Des jeunes quittent Shanghai pour la campagne afin de s’y faire rééduquer (photo Roland Depierre)
Si la Révolution Culturelle démarre à Pékin (1966) et reste pilotée par le Groupe dirigeant de la capitale, le mouvement éclate en mille organisations querelleuses et jalouses de leur autonomie. Il s’étend à tout le territoire, tant dans le monde universitaire qu’au sein des banlieues industrielles. Shanghai, la mal aimée du régime, va s’enflammer idéologiquement et se désintégrer politiquement. Elle voit s’affronter Gardes Rouges et Rebelles Ecarlates par milliers, dans une véritable guerre civile. On y proclamera même « la Commune de Shanghai » (1967), héritière de la Commune de Paris de 1871. Trois des membres de la « Bande des Quatre » étant de Shanghai, la ville se posera en bastion du radicalisme sectaire, après la chute de Lin Biao et de Chen Boda. Son passé la désigne comme la ville où la bourgeoisie chinoise a connu son âge d’or, c’est donc sur ses quais et dans ses usines que « la lutte des classes » sera la plus violente, aboutissant à un régime totalitaire, militarisé et brutal.

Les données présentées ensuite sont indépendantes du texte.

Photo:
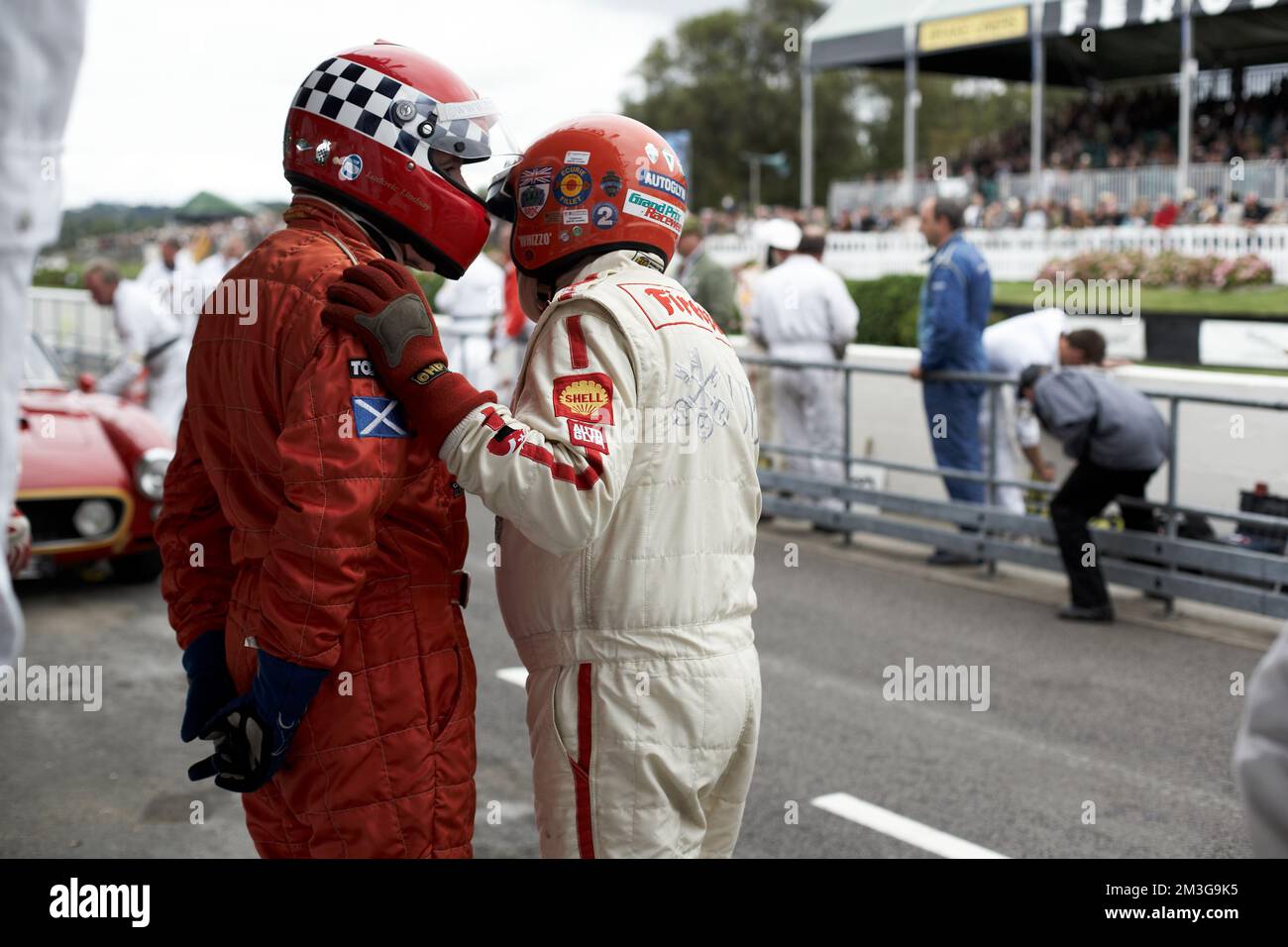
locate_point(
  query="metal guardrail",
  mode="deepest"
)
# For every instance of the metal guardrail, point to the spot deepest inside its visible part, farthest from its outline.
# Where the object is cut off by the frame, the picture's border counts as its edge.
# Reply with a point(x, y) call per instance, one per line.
point(1163, 565)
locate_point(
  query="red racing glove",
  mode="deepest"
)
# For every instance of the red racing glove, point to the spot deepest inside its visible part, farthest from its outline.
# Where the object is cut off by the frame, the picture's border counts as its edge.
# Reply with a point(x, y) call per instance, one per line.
point(382, 304)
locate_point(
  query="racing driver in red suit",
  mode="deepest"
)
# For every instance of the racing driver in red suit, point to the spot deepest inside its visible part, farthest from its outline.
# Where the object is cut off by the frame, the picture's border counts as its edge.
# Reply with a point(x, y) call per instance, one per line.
point(312, 549)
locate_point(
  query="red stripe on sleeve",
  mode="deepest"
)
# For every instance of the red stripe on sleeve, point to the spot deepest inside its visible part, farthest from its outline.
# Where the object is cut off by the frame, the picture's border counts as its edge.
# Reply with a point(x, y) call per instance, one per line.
point(585, 479)
point(578, 343)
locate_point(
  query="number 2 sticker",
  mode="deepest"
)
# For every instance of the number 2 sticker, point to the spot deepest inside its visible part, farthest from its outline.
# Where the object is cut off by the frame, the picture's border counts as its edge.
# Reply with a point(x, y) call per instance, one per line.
point(604, 215)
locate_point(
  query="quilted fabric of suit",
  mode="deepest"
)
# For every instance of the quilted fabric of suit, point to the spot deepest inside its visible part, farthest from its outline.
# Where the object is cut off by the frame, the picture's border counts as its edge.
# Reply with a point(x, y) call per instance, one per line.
point(305, 519)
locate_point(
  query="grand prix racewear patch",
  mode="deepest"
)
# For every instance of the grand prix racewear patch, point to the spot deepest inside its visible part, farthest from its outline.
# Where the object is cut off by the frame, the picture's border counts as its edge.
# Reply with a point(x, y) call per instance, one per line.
point(585, 397)
point(377, 418)
point(638, 204)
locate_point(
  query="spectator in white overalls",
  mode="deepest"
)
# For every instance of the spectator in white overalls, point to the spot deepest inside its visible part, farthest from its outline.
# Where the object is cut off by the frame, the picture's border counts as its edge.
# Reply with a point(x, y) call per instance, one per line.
point(153, 338)
point(40, 52)
point(1012, 346)
point(475, 302)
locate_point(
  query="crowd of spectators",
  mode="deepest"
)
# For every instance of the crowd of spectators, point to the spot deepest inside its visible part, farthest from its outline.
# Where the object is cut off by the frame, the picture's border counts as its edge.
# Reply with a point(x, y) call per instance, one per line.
point(1017, 213)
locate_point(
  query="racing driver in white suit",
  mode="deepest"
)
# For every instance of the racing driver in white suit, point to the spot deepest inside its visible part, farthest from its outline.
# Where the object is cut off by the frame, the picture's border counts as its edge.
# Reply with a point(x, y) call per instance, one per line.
point(625, 479)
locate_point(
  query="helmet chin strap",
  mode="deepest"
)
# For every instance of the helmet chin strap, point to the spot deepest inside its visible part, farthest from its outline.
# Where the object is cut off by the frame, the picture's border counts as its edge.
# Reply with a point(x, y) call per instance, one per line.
point(533, 296)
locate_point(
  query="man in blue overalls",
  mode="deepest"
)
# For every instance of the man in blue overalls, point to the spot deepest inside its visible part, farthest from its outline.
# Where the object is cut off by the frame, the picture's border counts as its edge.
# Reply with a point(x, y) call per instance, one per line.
point(954, 304)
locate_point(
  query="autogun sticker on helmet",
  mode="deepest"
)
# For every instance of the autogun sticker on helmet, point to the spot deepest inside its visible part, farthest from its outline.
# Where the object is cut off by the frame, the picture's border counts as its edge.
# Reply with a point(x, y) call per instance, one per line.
point(585, 397)
point(351, 166)
point(572, 185)
point(647, 176)
point(655, 209)
point(604, 215)
point(533, 189)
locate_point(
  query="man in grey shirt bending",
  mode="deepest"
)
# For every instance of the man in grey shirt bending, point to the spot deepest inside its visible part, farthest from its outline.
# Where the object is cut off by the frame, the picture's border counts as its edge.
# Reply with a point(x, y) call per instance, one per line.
point(1119, 440)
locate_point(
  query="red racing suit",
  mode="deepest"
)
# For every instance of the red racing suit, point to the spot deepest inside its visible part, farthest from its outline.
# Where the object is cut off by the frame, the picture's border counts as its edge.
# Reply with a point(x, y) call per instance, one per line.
point(301, 519)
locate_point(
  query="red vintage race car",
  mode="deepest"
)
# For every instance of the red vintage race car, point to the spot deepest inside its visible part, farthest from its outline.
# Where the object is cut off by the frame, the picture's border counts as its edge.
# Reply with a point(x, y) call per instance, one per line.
point(93, 467)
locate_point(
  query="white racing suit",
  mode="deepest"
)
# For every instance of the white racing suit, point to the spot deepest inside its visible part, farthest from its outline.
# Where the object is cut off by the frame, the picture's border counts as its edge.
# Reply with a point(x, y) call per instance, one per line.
point(40, 51)
point(153, 338)
point(625, 480)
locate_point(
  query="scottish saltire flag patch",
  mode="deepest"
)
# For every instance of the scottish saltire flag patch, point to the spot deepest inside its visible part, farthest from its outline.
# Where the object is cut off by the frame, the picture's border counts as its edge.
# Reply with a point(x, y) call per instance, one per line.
point(377, 418)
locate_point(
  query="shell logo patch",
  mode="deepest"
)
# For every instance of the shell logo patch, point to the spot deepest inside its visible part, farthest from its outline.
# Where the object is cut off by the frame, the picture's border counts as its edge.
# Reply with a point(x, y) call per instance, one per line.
point(585, 397)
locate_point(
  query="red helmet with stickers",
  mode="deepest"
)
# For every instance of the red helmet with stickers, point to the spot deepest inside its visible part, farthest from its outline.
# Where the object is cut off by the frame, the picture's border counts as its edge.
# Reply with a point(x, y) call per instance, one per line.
point(378, 129)
point(597, 183)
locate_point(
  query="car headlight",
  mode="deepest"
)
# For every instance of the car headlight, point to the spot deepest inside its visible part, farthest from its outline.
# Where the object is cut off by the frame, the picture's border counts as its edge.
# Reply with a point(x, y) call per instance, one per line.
point(94, 518)
point(150, 472)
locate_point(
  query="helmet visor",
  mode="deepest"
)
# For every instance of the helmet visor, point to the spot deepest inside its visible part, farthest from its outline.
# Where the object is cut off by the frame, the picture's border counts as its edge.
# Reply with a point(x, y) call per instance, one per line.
point(469, 150)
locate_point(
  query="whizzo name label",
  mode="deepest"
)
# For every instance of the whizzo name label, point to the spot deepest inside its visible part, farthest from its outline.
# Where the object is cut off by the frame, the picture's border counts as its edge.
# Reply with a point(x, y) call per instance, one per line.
point(655, 209)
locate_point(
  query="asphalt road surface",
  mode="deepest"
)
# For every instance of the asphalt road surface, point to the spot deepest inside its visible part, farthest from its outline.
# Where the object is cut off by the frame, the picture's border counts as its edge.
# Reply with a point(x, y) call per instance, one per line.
point(1096, 741)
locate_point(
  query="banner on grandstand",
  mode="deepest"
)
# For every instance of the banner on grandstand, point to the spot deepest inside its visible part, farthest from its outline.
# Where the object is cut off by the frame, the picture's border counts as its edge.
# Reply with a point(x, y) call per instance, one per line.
point(973, 30)
point(1069, 17)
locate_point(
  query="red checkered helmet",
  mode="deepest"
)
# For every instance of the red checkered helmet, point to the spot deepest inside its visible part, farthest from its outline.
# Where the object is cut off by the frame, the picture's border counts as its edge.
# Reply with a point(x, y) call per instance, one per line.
point(372, 128)
point(597, 183)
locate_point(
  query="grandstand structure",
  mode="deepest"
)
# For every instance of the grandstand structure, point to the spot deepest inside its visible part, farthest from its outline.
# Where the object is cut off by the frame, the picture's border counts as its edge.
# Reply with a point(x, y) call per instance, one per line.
point(1205, 53)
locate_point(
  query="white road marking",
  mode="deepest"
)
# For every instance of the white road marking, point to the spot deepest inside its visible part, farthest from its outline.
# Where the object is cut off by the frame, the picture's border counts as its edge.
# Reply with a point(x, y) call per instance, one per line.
point(514, 676)
point(901, 827)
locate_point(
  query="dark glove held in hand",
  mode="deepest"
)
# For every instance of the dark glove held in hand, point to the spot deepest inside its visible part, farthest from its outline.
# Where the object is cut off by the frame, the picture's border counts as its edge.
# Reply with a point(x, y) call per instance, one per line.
point(253, 732)
point(209, 684)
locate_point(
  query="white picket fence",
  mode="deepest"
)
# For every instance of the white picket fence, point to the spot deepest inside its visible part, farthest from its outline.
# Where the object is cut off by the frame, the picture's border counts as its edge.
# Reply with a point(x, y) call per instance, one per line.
point(1018, 254)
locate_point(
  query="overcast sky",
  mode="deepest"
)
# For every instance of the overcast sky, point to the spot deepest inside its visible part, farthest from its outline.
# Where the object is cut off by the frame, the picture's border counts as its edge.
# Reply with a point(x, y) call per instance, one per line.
point(180, 97)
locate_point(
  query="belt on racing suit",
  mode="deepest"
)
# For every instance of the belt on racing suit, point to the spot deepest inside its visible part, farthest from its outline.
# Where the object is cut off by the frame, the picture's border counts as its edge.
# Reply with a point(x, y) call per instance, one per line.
point(158, 350)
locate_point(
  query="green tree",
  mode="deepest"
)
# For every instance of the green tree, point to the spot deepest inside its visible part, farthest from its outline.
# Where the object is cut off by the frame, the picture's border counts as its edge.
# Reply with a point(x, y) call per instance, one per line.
point(733, 80)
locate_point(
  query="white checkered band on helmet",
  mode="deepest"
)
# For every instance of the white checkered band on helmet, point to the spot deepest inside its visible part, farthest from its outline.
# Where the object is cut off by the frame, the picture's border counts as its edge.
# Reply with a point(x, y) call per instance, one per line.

Notre exposé partira de situations vécues à partir de la mort de Mao pour en retrouver le fil chronologique mais aussi les enjeux de la dernière utopie égalitariste du XXe siècle. Elle prétendait réduire les trois différences, entre paysans et ouvriers, ville et campagne, entre travail manuel et activité intellectuelle, mais ne sombra-t-elle pas dans une lutte à mort entre les vieux dirigeants ? La question de son sens, de sa portée et de son bilan reste ouverte pour les historiens.